O texto sugere também que o país foque esforços em determinadas disciplinas, em detrimento de outras. Quais os impactos dessa mudança para a garantia do direito de todos à Educação? 

 
FREITAS O impacto nos estudantes é a sonegação de formação. A mudança, se efetivada, produzirá um estreitamento curricular com foco em Língua Portuguesa, Ciências e Matemática. No entanto, os países hoje estão carentes de inovação. Sem inovação, a economia não vira, as empresas não se mantêm no mercado. É vital, portanto, que haja um equilíbrio curricular, pois as artes e o desenvolvimento corporal são componentes fundamentais na produção da criatividade. E, sem criatividade, não há inovação.

É possível dizer para qual modelo de Educação estamos caminhando? 

 
FREITAS Caminhamos para o modelo empresarial na Educação, com direito à privatização tanto por vouchers (espécie de carta de crédito fornecida pelo governo para pagar a escola) como por concessão de gestão - ou seja, por meio de terceirização. Isso significa maior segregação escolar e risco às populações mais pobres e às que necessitam de cuidados especiais. Estamos nos aproximando de políticas que, em nome da valorização do professor, vão - de fato - desmoralizá-lo com base em avaliações, processos de certificação e pagamento de bônus, combinado com um intenso apostilamento da prática docente. Isso conduzirá a uma desqualificação do educador.

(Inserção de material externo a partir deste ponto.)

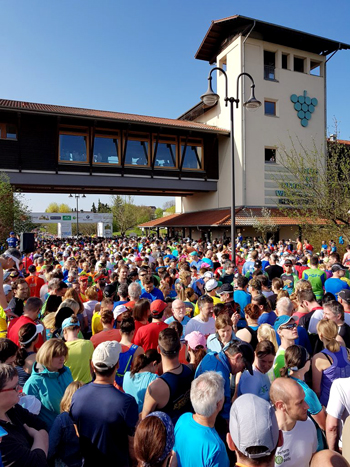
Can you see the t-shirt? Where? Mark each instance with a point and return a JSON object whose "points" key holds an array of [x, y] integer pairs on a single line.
{"points": [[197, 324], [147, 336], [197, 445], [317, 279], [35, 283], [258, 384], [335, 285], [137, 385], [14, 327], [79, 355], [105, 417], [299, 445], [103, 336]]}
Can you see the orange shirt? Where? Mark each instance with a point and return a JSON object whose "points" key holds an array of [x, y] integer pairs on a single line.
{"points": [[35, 283]]}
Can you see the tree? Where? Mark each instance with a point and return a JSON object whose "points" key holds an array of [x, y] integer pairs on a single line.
{"points": [[316, 188], [264, 224], [14, 212]]}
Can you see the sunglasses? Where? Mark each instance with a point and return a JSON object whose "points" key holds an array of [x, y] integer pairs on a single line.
{"points": [[17, 388], [289, 326]]}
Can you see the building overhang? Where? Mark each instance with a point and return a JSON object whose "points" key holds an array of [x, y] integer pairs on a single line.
{"points": [[222, 32]]}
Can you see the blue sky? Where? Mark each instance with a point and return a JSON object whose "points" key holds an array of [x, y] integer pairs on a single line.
{"points": [[138, 57]]}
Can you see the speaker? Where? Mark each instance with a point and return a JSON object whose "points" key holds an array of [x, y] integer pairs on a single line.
{"points": [[27, 242]]}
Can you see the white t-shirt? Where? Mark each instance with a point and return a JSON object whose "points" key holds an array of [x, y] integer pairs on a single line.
{"points": [[299, 444], [258, 384], [196, 324]]}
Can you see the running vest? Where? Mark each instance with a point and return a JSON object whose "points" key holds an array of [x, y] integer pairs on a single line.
{"points": [[179, 386]]}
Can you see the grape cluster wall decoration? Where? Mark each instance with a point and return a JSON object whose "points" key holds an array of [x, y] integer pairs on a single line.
{"points": [[304, 106]]}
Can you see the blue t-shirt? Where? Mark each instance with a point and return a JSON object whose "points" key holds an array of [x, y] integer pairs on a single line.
{"points": [[197, 445], [268, 318], [335, 285], [242, 298], [137, 385]]}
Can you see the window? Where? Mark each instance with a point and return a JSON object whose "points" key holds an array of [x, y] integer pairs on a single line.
{"points": [[270, 108], [106, 149], [299, 64], [270, 155], [192, 153], [166, 151], [269, 65], [315, 68], [137, 149], [285, 61], [8, 131], [73, 146]]}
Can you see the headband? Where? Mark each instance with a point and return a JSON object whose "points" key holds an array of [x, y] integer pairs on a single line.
{"points": [[170, 438]]}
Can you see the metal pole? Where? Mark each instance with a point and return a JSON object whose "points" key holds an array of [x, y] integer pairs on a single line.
{"points": [[233, 197], [77, 197]]}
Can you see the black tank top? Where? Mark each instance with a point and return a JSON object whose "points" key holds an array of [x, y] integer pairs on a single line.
{"points": [[179, 386]]}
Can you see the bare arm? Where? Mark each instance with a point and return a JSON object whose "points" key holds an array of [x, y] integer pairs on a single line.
{"points": [[332, 433]]}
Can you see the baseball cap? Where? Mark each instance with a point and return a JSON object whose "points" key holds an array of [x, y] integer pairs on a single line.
{"points": [[208, 274], [195, 338], [68, 322], [225, 288], [282, 320], [345, 295], [157, 307], [253, 423], [39, 329], [106, 355], [210, 285], [338, 267], [118, 310]]}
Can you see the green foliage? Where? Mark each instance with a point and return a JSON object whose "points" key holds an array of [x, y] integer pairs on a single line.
{"points": [[315, 187], [14, 213]]}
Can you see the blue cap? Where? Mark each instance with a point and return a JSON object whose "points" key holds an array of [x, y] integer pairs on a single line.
{"points": [[281, 320], [68, 322]]}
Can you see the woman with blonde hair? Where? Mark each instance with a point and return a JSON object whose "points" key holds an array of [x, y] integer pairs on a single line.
{"points": [[63, 440], [329, 364], [49, 379], [267, 333]]}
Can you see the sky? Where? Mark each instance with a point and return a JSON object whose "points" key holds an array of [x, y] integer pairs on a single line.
{"points": [[138, 57]]}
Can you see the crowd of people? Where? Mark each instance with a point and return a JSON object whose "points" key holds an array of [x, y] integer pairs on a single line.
{"points": [[157, 352]]}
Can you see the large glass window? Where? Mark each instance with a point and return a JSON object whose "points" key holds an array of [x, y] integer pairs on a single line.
{"points": [[166, 152], [106, 150], [192, 153], [137, 150], [73, 147]]}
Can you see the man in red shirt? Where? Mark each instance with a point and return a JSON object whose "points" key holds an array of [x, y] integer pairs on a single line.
{"points": [[30, 315], [34, 282], [147, 336]]}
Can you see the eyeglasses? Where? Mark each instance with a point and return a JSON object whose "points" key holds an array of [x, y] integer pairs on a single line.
{"points": [[17, 388], [289, 326]]}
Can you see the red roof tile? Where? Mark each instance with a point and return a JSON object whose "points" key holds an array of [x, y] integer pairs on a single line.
{"points": [[104, 114]]}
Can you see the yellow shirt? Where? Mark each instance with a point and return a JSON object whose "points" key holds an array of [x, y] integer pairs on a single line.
{"points": [[216, 301], [96, 325]]}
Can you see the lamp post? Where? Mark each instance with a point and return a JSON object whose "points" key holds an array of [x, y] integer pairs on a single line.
{"points": [[210, 98], [77, 199]]}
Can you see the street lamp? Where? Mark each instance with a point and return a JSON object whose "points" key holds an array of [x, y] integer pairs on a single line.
{"points": [[77, 198], [210, 98]]}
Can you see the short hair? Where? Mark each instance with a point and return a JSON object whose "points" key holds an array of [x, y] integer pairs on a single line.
{"points": [[336, 308], [49, 350], [203, 300], [7, 372], [206, 391], [7, 349], [134, 291]]}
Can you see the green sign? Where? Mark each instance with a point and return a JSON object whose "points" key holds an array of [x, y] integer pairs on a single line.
{"points": [[304, 106]]}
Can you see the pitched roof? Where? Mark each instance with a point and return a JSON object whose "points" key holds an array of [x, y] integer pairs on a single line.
{"points": [[6, 104], [223, 30]]}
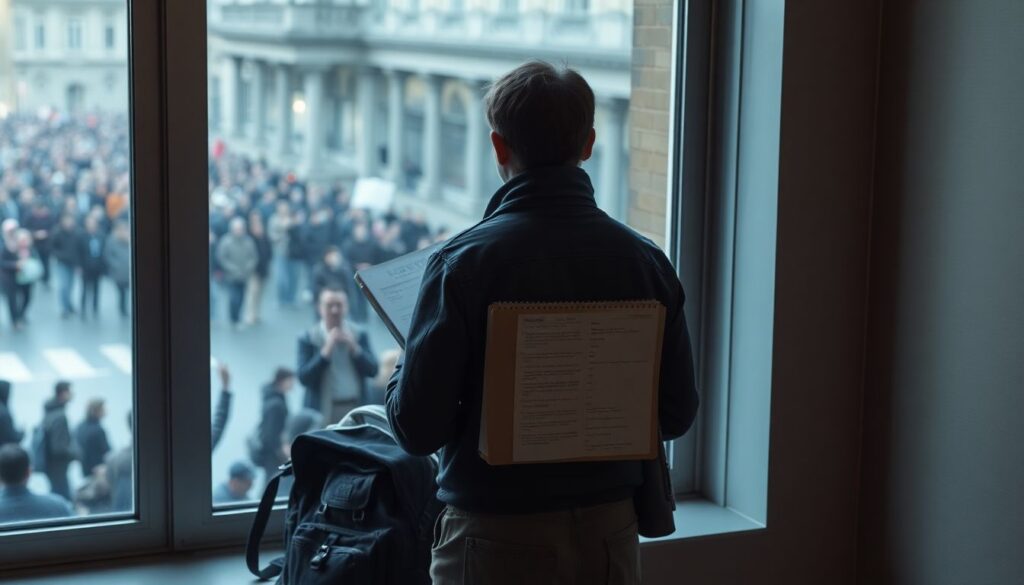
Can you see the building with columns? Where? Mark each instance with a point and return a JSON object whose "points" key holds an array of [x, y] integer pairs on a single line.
{"points": [[71, 55], [392, 88]]}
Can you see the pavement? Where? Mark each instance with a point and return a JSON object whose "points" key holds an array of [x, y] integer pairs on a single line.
{"points": [[96, 357]]}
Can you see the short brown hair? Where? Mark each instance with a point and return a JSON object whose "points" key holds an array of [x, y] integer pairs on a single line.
{"points": [[544, 114]]}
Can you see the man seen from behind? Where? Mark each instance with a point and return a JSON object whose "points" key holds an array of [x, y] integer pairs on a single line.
{"points": [[542, 239]]}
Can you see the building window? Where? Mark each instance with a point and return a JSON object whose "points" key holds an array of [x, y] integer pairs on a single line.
{"points": [[109, 36], [74, 33], [40, 33]]}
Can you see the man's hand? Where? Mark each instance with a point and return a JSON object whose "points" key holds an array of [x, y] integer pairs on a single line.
{"points": [[225, 376]]}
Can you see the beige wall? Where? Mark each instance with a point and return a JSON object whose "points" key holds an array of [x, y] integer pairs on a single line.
{"points": [[648, 118]]}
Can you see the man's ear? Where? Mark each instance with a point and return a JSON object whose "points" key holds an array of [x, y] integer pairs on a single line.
{"points": [[588, 147], [502, 153]]}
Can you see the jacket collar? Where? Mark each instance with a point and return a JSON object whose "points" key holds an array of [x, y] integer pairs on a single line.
{"points": [[543, 185]]}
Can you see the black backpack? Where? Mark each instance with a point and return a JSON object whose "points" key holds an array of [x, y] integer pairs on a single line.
{"points": [[361, 510]]}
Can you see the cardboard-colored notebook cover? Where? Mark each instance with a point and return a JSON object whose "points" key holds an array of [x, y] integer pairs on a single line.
{"points": [[571, 382]]}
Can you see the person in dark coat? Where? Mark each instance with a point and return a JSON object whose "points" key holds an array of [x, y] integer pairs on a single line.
{"points": [[60, 449], [40, 223], [8, 432], [65, 248], [335, 360], [92, 263], [269, 449], [257, 282], [333, 273], [17, 504], [117, 257], [236, 490], [91, 437]]}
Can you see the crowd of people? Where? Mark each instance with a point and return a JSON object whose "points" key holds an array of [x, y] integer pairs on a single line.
{"points": [[65, 217], [64, 210]]}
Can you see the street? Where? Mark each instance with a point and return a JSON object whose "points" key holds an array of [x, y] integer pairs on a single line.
{"points": [[95, 357]]}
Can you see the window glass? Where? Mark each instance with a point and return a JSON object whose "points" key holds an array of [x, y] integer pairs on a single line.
{"points": [[66, 320], [307, 103]]}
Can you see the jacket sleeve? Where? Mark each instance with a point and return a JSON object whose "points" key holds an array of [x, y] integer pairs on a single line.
{"points": [[423, 393], [220, 418], [366, 360], [677, 395], [310, 371]]}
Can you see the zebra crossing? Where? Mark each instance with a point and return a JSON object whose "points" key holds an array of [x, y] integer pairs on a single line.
{"points": [[67, 363]]}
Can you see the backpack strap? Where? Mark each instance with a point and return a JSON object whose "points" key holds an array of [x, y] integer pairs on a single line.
{"points": [[259, 527]]}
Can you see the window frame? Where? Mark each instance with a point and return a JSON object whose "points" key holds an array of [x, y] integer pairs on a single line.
{"points": [[145, 531]]}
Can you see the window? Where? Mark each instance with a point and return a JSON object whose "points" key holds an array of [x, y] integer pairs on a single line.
{"points": [[292, 197], [19, 34], [74, 33], [109, 36], [40, 32]]}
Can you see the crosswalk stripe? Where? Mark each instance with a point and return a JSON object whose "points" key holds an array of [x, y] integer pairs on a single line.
{"points": [[69, 364], [120, 354], [13, 369]]}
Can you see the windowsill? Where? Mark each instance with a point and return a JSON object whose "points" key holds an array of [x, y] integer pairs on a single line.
{"points": [[697, 517], [693, 518]]}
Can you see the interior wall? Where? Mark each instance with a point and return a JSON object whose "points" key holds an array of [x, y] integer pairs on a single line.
{"points": [[943, 468]]}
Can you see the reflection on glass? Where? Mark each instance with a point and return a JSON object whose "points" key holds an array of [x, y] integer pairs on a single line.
{"points": [[332, 150], [66, 345]]}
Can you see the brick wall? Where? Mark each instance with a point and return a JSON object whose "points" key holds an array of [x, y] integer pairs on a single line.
{"points": [[648, 117]]}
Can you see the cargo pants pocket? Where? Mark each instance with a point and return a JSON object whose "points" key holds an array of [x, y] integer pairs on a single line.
{"points": [[624, 557], [491, 562]]}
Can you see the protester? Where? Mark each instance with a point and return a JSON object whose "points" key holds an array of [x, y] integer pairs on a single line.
{"points": [[565, 514], [333, 273], [65, 247], [57, 446], [335, 360], [91, 437], [223, 409], [238, 257], [117, 255], [17, 504], [92, 263], [240, 481], [257, 282], [268, 449], [8, 431]]}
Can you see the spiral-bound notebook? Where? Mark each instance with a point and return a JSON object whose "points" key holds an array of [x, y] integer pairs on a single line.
{"points": [[571, 381]]}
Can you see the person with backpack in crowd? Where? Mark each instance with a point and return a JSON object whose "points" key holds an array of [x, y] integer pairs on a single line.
{"points": [[65, 248], [117, 256], [564, 523], [90, 436], [8, 431], [335, 360], [267, 450], [240, 481], [54, 445], [91, 262], [17, 503], [238, 257]]}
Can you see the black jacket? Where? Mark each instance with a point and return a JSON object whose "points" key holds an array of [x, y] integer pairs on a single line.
{"points": [[8, 432], [92, 444], [270, 432], [90, 253], [60, 450], [65, 246], [312, 366], [543, 239]]}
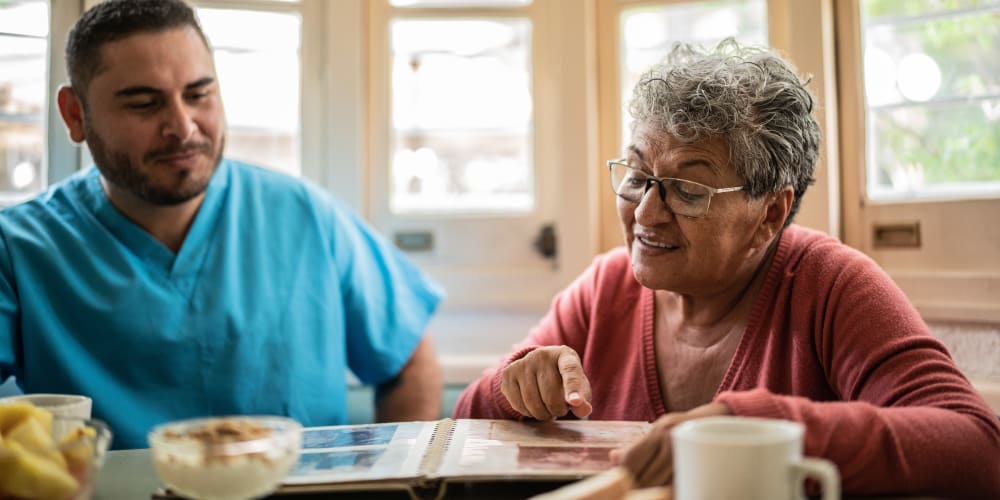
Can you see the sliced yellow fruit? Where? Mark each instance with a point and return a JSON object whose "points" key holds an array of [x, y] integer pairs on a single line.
{"points": [[27, 475], [33, 437], [14, 413], [77, 447]]}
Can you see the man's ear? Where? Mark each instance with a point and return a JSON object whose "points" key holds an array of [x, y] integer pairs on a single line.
{"points": [[776, 208], [71, 110]]}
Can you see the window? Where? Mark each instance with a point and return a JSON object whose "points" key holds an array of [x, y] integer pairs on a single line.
{"points": [[920, 126], [24, 30], [478, 144], [650, 31], [633, 36], [461, 116], [259, 77], [932, 98]]}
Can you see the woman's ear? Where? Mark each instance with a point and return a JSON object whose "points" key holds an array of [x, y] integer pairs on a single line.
{"points": [[71, 110], [775, 211]]}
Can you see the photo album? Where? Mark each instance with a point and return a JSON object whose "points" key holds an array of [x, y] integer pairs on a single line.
{"points": [[427, 455]]}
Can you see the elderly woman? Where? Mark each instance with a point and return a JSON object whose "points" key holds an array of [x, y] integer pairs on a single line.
{"points": [[718, 305]]}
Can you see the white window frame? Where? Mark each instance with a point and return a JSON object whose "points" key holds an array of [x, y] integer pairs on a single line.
{"points": [[801, 30], [955, 274]]}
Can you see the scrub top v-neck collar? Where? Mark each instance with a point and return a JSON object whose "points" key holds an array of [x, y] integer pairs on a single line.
{"points": [[186, 262]]}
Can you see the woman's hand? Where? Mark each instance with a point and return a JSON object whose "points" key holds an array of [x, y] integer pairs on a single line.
{"points": [[650, 460], [547, 383]]}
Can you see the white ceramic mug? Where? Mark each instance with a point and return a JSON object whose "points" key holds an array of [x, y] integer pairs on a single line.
{"points": [[66, 409], [721, 458]]}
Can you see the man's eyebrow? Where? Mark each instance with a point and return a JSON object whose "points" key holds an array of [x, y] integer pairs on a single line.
{"points": [[200, 83], [137, 90], [146, 90]]}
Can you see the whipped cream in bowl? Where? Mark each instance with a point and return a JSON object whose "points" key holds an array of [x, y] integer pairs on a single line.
{"points": [[225, 458]]}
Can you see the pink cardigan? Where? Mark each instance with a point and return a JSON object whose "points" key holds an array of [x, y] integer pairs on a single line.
{"points": [[831, 342]]}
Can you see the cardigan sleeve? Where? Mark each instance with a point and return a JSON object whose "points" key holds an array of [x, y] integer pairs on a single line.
{"points": [[566, 323], [908, 420]]}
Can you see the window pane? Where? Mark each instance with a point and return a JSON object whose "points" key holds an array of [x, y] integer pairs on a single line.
{"points": [[458, 3], [259, 78], [932, 87], [648, 34], [462, 116], [24, 29]]}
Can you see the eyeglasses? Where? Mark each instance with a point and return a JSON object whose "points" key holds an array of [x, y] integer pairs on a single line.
{"points": [[687, 198]]}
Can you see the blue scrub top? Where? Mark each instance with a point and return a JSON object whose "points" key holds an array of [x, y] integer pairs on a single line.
{"points": [[276, 291]]}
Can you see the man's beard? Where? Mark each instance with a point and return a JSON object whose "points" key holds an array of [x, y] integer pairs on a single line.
{"points": [[117, 168]]}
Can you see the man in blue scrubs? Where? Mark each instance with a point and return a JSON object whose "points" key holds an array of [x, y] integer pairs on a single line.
{"points": [[168, 282]]}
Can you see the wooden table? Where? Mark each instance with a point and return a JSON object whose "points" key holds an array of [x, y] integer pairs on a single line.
{"points": [[129, 474]]}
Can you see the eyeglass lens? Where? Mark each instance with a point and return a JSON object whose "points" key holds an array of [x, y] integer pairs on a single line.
{"points": [[683, 197]]}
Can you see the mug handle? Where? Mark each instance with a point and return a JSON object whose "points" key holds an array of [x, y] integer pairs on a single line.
{"points": [[823, 471]]}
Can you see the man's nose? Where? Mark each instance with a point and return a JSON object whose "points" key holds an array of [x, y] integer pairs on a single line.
{"points": [[178, 122]]}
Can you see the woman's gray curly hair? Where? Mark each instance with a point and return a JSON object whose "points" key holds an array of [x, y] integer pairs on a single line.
{"points": [[748, 96]]}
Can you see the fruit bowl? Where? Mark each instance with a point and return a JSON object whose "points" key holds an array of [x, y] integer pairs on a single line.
{"points": [[46, 458], [225, 458]]}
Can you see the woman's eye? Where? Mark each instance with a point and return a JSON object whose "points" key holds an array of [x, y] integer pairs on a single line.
{"points": [[636, 180], [688, 192], [141, 105]]}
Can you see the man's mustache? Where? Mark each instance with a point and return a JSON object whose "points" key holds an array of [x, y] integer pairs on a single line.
{"points": [[180, 149]]}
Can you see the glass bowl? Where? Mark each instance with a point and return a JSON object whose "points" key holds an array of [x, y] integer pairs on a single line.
{"points": [[225, 458], [62, 463]]}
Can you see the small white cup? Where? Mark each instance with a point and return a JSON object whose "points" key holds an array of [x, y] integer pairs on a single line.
{"points": [[61, 406], [721, 458]]}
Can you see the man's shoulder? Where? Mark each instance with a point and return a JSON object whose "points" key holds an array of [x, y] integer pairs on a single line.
{"points": [[257, 180], [61, 200]]}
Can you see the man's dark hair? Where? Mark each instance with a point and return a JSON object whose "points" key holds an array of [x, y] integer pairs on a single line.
{"points": [[113, 20]]}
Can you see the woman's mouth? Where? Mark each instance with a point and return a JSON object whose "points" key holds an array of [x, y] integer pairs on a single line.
{"points": [[654, 243]]}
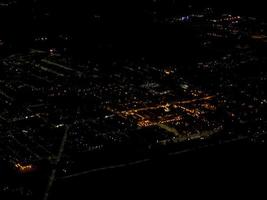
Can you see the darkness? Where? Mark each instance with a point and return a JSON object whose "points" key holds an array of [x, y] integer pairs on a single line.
{"points": [[120, 29]]}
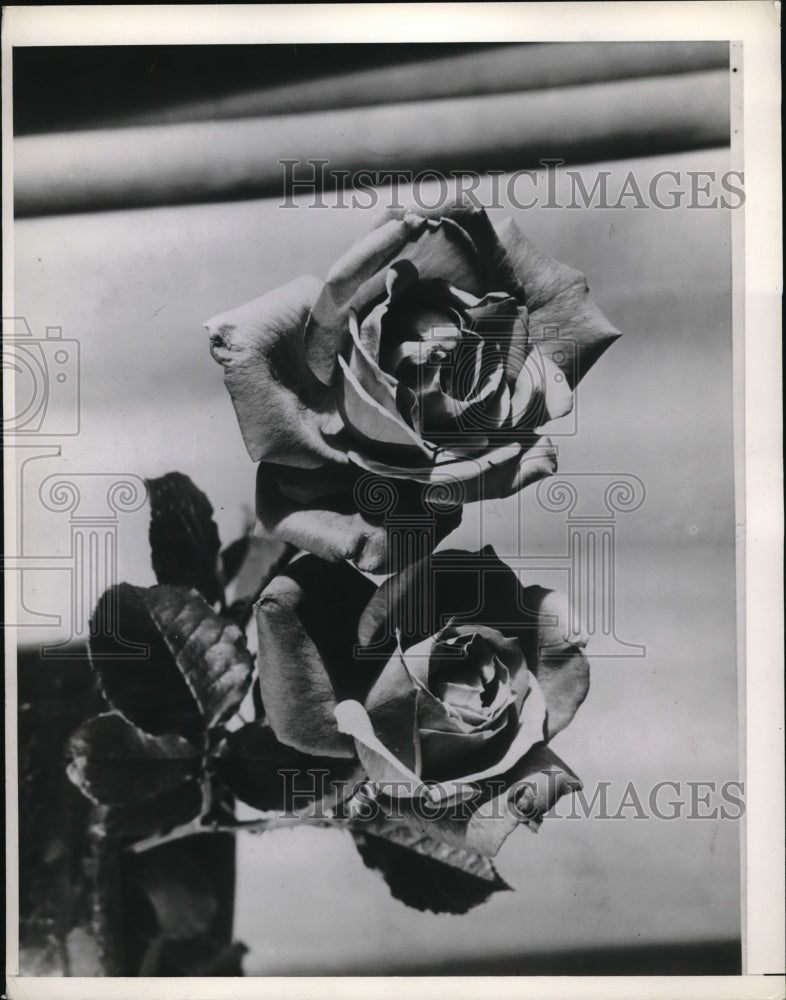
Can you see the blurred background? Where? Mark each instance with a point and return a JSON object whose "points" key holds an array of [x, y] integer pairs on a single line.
{"points": [[148, 199]]}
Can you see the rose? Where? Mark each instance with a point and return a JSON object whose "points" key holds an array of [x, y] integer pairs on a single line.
{"points": [[429, 358], [424, 704]]}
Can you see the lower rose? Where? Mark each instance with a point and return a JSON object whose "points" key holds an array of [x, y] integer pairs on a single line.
{"points": [[470, 698]]}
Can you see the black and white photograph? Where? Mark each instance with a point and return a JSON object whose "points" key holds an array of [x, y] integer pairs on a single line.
{"points": [[392, 547]]}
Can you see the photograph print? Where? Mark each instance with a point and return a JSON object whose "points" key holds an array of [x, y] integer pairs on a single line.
{"points": [[374, 490]]}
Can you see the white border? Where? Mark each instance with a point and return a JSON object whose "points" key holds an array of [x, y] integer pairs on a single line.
{"points": [[756, 25]]}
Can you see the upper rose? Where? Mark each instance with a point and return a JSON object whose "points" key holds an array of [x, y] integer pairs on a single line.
{"points": [[431, 355]]}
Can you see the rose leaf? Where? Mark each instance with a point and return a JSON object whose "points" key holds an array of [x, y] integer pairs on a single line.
{"points": [[114, 763], [426, 874], [155, 816], [180, 892], [249, 564], [184, 540], [197, 670]]}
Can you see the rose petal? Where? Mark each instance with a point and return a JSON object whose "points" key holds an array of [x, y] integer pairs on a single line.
{"points": [[283, 412], [530, 790], [328, 319], [306, 619], [334, 528], [559, 664], [386, 768], [541, 392], [499, 473], [391, 706], [557, 297], [480, 588], [497, 272]]}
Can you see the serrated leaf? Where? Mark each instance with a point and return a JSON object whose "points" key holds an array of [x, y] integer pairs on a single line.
{"points": [[184, 542], [425, 874], [180, 892], [198, 668], [267, 775], [113, 762], [248, 565], [154, 816]]}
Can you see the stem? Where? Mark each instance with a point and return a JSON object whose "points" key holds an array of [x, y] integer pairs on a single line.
{"points": [[196, 827]]}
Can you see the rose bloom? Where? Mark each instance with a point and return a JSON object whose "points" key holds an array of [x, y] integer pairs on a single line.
{"points": [[466, 701], [429, 358]]}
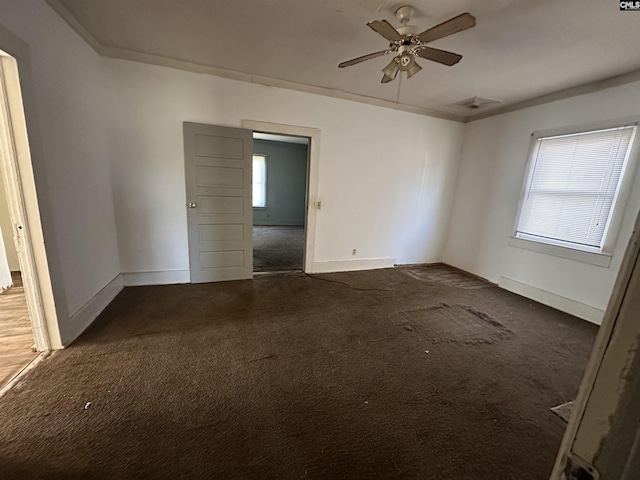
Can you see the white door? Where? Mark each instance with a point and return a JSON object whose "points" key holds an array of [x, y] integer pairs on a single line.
{"points": [[219, 210]]}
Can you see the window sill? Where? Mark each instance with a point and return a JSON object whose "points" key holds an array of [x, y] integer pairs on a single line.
{"points": [[593, 258]]}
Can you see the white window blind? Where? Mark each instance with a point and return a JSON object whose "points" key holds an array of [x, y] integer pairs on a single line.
{"points": [[259, 186], [572, 186]]}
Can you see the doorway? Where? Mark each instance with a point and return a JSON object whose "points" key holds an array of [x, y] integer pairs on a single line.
{"points": [[279, 198], [16, 337], [23, 324]]}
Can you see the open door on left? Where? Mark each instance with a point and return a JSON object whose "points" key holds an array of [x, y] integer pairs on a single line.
{"points": [[219, 211]]}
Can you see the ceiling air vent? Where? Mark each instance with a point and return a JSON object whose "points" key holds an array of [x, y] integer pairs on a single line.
{"points": [[474, 103]]}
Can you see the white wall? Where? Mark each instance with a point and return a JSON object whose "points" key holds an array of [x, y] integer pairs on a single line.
{"points": [[492, 168], [7, 230], [76, 203], [386, 177]]}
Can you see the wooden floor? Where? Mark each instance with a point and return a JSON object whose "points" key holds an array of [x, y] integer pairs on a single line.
{"points": [[16, 337]]}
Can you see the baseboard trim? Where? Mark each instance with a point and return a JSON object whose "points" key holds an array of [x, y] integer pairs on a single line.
{"points": [[573, 307], [88, 312], [164, 277], [352, 265]]}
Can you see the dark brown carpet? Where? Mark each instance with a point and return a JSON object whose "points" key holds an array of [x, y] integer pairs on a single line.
{"points": [[277, 248], [359, 375]]}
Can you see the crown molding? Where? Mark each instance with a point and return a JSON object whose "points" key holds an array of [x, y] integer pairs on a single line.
{"points": [[158, 60]]}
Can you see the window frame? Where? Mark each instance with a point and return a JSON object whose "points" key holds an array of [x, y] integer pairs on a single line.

As repercussões sobre a Educação Infantil vão se fazer sentir na forma de uma escolarização antecipada. Isso é o que se pode notar nos países que estão se valendo dessas políticas empresariais. Não é previsão, é o que as pesquisas mostram hoje nesses países. O documento da SAE é a oficialização disso tudo. Não é um texto para "ser otimizado", mas rejeitado. Ele não está baseado em pesquisa consistente e sequer traz uma bibliografia.

O que pode ser feito diante desse cenário?

 
FREITAS A nova proposta chega às entidades da área educacional em um mau momento, em que estão desarticuladas e sem capacidade de resposta. Se a concepção de Pátria Educadora da SAE se concretizar, acredito que não vamos superá-la por meio das entidades - elas poderão ajudar, claro -, mas com a participação das escolas, à medida que as políticas começarem a ser implementadas e a produzir efeitos. Foi assim nos Estados Unidos e no Chile. Os pais sentirão muito rapidamente os efeitos nefastos sobre os filhos. Os estudantes também. Em relação aos professores, o efeito será dúbio: parte reagirá mal, mas parte vai deixar-se levar pelo bônus salarial para somente depois acordar. Os gestores serão os últimos, dada a condição deles dentro do sistema. Vamos superar o cenário atual com ajuda de pais, estudantes, professores e gestores - nessa ordem.